Strict test for contracts which was to be implied from conduct laid down by the Court of Appeal in “The Aramis”  1 Lloyd’s Rep. 213, by Bingham, LJ at page 224:
Most contracts are, of course, made expressly, whether orally or in writing. But here, on the evidence, nothing was said, nothing was written. So regard must be paid to the conduct of the parties alone. The questions to be answered are, I think, twofold: (1) Whether the conduct of the bill of lading holder in presenting the bill of lading to the ship’s agent would be reasonably understood by the agents (or the shipowner) as an offer to enter into a contract on the bill of lading terms; (2) Whether the conduct of the ship’s agent in accepting the bill or the conduct of the master in agreeing to give delivery or in giving delivery would be reasonably understood by the bill of lading holder as an acceptance of his offer.

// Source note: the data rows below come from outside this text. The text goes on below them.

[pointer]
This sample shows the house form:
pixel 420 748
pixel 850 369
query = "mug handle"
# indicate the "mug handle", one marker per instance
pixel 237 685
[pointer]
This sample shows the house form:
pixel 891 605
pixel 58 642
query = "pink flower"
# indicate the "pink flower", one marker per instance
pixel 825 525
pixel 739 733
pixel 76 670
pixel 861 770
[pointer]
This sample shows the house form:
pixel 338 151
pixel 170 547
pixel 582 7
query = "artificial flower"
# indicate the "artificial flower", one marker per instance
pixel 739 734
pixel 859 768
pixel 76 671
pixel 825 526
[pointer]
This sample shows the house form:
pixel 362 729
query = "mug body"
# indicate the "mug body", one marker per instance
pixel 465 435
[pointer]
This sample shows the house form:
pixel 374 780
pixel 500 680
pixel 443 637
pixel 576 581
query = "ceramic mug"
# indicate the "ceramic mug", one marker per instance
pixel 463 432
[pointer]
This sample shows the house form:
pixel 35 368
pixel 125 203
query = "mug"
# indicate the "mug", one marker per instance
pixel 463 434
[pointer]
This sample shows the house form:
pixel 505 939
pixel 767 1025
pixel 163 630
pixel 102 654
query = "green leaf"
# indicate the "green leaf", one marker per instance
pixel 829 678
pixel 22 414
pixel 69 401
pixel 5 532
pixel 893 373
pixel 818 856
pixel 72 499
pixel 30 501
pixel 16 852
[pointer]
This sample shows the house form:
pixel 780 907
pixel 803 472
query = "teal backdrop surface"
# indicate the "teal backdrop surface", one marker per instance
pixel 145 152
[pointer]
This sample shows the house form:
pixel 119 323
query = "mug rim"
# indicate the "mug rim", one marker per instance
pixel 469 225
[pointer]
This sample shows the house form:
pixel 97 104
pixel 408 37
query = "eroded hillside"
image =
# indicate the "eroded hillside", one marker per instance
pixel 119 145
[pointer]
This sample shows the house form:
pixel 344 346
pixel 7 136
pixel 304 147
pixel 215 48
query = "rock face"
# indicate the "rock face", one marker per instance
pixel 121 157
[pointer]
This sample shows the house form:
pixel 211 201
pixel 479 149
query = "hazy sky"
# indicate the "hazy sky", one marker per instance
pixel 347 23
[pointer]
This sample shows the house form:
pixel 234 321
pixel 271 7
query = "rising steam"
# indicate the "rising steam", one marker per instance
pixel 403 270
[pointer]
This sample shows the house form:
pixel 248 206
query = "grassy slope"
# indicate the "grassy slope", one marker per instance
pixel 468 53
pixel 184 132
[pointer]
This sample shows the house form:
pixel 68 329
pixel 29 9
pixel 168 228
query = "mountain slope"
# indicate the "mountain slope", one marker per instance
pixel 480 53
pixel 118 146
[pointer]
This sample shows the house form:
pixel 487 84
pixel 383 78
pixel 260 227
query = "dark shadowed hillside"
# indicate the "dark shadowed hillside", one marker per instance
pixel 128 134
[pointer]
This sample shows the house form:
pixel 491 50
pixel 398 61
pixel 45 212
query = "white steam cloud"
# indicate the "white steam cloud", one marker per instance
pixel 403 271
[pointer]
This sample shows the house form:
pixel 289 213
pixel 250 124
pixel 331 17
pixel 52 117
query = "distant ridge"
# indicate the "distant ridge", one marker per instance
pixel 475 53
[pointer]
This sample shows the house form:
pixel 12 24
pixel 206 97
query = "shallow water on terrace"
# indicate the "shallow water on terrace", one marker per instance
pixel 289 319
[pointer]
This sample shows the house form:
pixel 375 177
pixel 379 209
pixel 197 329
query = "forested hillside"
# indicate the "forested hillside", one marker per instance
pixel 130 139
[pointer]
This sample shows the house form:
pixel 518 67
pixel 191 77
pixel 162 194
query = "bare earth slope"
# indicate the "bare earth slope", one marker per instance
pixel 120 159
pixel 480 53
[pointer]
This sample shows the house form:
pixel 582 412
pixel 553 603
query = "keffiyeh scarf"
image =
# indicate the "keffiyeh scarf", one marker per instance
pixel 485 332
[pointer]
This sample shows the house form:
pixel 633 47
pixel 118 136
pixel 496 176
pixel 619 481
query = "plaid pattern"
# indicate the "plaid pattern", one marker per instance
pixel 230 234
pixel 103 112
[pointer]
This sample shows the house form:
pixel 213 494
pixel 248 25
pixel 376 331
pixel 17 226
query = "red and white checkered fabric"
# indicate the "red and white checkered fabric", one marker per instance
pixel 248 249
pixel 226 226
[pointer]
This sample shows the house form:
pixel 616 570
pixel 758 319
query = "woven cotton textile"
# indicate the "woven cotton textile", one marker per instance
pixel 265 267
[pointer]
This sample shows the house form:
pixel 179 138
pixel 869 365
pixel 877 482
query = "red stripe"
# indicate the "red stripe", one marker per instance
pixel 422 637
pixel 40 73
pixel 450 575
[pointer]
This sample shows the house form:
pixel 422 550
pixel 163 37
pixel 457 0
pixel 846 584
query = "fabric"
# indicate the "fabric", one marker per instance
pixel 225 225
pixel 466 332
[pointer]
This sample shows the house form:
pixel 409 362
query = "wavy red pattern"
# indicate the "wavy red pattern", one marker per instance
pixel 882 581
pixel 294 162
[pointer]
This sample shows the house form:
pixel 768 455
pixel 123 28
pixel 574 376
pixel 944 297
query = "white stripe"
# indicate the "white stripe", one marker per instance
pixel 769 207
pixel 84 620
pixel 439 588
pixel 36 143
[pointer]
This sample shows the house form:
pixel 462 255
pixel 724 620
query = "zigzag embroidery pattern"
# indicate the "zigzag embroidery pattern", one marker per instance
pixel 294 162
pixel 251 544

I do not think it is enough for the party seeking the implication of a contract to obtain, 'It might,' as an answer to these questions, for it would, in my view, be contrary to principle to countenance the implication of a contract from conduct if the conduct relied upon is no more consistent with an intention to contract than with an intention not to contract. It must, surely, be necessary to identify conduct referable to the contract contended for or, at the very least, conduct inconsistent with there being no contract between the parties to the effect contended for. Put another way, I think it must be fatal for the implication of a contract if the parties would or might have acted exactly as they did in the absence of contract.